New Hampshire Gov. Chris Sununu has said he won't issue a statewide mandate to wear masks ahead of the rally but strongly recommends that attendees wear one. He said if he greets the president when he arrives at the airport, he will wear a mask.
Portsmouth Mayor Rick Becksted is also resisting calls from come city officials for a mask mandate.
“I don’t know how I would enforce it," he told NHPR. "We are not a home-rule state. We cannot just go and create laws.
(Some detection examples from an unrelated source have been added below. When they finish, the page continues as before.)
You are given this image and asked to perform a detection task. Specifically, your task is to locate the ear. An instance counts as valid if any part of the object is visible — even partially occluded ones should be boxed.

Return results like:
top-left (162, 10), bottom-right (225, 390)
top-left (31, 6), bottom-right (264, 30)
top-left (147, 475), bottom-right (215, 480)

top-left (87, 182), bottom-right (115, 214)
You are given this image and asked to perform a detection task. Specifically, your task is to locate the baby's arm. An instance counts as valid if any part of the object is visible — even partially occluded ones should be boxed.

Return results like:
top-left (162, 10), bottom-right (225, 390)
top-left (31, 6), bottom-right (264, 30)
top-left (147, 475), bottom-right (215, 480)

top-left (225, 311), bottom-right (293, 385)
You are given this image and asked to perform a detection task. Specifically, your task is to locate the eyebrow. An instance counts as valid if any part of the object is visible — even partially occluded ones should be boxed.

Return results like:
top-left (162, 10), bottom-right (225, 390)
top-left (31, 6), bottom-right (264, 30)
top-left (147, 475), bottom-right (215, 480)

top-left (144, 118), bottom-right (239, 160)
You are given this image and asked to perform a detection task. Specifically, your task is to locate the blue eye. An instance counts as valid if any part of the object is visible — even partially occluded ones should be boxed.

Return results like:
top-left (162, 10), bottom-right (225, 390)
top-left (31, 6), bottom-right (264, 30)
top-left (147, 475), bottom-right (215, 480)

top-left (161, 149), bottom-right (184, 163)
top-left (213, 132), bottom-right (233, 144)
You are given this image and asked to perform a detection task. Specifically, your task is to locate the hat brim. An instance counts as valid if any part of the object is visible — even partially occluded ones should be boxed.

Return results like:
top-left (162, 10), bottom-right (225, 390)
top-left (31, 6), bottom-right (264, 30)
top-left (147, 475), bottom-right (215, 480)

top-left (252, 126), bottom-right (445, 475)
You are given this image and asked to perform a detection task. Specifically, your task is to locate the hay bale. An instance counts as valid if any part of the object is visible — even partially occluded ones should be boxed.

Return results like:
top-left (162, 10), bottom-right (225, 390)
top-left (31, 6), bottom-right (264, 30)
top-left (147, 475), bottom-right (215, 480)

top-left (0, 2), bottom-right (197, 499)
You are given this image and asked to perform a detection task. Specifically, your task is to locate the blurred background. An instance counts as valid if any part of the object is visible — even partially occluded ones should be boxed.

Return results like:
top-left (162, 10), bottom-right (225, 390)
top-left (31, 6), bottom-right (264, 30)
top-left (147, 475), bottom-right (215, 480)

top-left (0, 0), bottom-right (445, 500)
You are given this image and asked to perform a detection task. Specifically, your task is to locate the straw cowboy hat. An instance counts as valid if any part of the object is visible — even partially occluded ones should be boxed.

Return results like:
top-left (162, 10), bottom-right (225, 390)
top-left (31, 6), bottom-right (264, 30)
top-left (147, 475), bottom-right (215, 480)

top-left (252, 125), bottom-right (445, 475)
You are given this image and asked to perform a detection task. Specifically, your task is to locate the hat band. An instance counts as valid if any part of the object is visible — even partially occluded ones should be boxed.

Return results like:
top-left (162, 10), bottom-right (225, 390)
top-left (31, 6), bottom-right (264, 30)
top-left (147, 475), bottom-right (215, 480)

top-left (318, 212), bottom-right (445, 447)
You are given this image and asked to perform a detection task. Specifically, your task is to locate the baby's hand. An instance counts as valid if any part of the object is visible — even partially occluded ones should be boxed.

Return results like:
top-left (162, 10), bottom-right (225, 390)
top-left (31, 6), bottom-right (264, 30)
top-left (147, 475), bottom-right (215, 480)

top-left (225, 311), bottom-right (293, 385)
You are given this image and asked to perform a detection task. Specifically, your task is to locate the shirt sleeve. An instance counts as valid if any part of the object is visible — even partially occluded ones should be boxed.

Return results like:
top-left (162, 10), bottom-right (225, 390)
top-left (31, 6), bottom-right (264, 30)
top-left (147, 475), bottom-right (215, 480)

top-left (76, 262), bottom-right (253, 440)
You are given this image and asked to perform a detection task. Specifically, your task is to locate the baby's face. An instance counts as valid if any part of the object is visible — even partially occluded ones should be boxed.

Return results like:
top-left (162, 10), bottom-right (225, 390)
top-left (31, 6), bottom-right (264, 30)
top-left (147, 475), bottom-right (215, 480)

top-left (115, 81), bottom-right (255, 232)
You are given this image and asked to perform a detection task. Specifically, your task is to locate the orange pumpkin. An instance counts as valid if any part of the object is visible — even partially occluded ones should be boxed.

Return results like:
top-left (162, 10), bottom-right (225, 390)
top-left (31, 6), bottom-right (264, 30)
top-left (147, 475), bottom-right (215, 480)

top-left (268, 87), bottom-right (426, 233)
It has to be backed up by legislation and the state of New Hampshire.”
"I will wear a mask, I actually have a mask in my pocket right here," Baldasaro said, pulling out a "Trump 2020" mask. "The Democrats hate it."
Asked if he would be wearing it Saturday, Baldasaro said he would be.
Local businesses raise concerns
Some Maine business owners just a few miles from the New Hampshire rally site said Monday they are concerned about a potential COVID-19 outbreak caused by people from around the region attending the event.
"The last thing I need are people that aren't wearing masks, that aren't socially distanced, that aren't safe," said Glen Jodoin, co-owner of The Corner Pub in Kittery.
One New Hampshire restaurant located near the site of the rally even decided to close for a week rather than risk exposing its employees to the coronavirus.
The Country View Restaurant in Greenland announced Wednesday in an email and on its website that after many discussions with employees, they decided to temporarily close Thursday with plans to reopen July 16.
"Saturday's rally event at Pease is just a few short miles [from] our establishment and is expected to attract a lot of out of state people from all across the country to the area so we are taking the necessary precautions to keep our employees and valued local customers safe," read a statement from the restaurant.